As mentioned previously, data breaches are a concern, especially when sensitive information is available. Fortunately, most agencies will not have to worry about their websites, since the quote forms or other lead engines present only ask for very basic information. However, LOSS of data is a huge concern as operations become more digitized and CMS systems expand.

Aside from protecting data, bloggers and social media users always have to be aware of things like plagiarism, copyright infringement and defamation, which can all be easily avoided with some basic common sense training and a social media policy. Don’t badmouth the competition. Don’t steal other people’s work. Give credit where credit is due. Don’t post sensitive information about clients.

Benchmark-setting court cases and legislation is needed before a precedent can be set.

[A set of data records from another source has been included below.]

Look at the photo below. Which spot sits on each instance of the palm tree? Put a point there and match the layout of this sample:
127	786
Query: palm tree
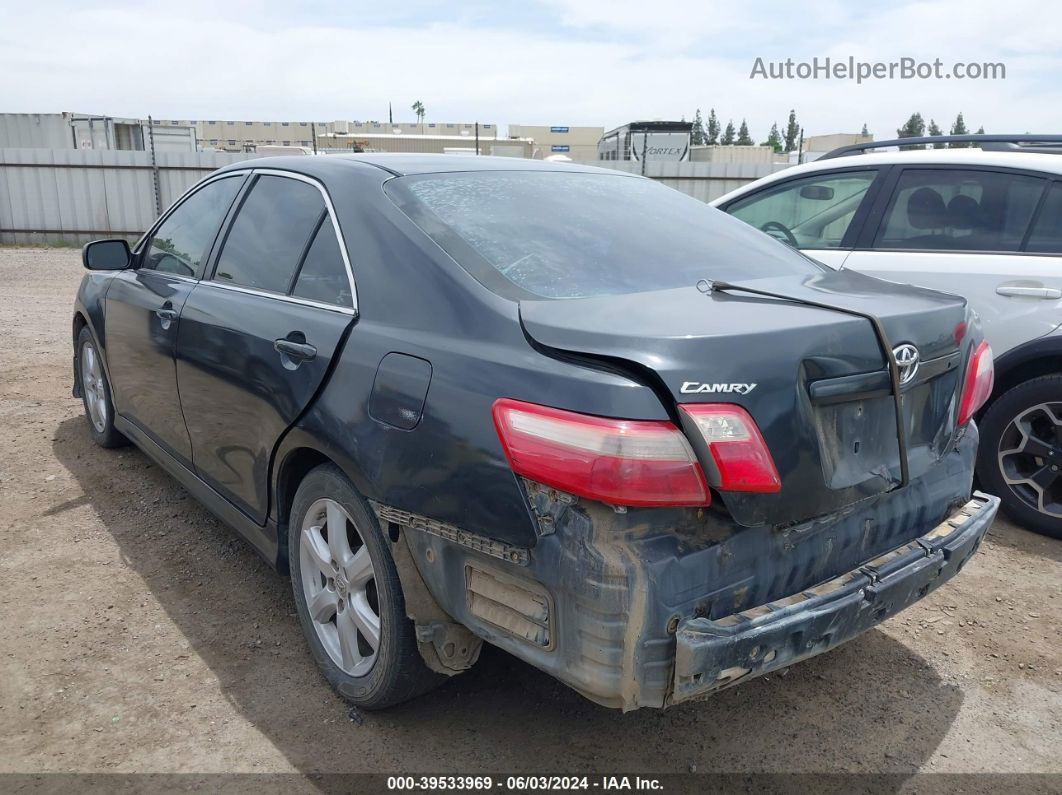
418	109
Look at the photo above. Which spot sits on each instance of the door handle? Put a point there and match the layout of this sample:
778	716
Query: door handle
298	351
1030	292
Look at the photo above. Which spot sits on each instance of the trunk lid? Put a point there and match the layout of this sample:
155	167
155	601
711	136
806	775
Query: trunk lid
816	380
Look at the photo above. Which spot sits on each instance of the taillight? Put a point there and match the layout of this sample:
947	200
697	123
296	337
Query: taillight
977	385
737	447
616	461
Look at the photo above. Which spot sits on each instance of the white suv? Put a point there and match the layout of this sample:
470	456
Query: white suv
985	223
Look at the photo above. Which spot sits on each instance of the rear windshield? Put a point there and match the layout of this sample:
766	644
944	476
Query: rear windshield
568	235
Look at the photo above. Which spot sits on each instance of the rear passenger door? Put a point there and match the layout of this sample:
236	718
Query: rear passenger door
820	213
258	335
985	234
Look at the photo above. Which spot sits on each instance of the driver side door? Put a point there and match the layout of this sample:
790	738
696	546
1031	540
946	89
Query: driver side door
821	214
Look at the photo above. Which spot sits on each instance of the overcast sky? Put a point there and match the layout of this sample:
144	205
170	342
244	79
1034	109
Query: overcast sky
535	62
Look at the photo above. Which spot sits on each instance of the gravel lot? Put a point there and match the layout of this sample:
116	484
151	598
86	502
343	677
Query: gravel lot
139	635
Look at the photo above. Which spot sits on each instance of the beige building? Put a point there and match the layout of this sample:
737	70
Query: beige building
579	143
718	153
243	136
817	145
464	144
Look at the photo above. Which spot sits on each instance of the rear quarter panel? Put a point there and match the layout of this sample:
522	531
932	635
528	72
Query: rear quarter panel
413	299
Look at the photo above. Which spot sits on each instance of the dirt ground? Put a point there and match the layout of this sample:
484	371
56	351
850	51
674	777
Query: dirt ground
139	635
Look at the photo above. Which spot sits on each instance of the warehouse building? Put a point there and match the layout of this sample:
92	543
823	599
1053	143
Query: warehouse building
246	136
579	143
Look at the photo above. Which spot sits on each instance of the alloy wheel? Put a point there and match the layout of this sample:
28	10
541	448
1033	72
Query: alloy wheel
1030	458
339	586
91	384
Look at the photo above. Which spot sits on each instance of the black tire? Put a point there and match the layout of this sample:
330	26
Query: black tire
398	672
1017	500
102	427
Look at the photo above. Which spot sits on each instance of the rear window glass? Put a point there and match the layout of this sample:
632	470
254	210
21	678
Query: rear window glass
567	235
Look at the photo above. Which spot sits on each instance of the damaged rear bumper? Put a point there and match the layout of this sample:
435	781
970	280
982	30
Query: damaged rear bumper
714	654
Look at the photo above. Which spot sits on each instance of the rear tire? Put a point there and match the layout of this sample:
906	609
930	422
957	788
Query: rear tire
348	598
96	393
1021	443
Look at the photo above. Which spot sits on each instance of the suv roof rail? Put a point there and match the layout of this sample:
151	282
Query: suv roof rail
1049	143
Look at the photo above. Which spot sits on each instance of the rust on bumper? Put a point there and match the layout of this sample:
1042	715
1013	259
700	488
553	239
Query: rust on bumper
715	654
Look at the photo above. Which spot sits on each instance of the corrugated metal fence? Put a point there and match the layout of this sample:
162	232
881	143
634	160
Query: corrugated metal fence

Until then, it’s best to listen to the experts, formulate E&O coverages that protect your agency’s specific liabilities and apply a similar model when assessing the risks of clients active with social media and digital insurance marketing.

Since the insurance industry is playing catch-up in the social media marketing space, it may be some time before a forward-thinking insurer develops a specific coverage to address the risks faced by bloggers and social media practitioners.  But when it happens, it’s likely they’ll get plenty of attention from the people it matters to most.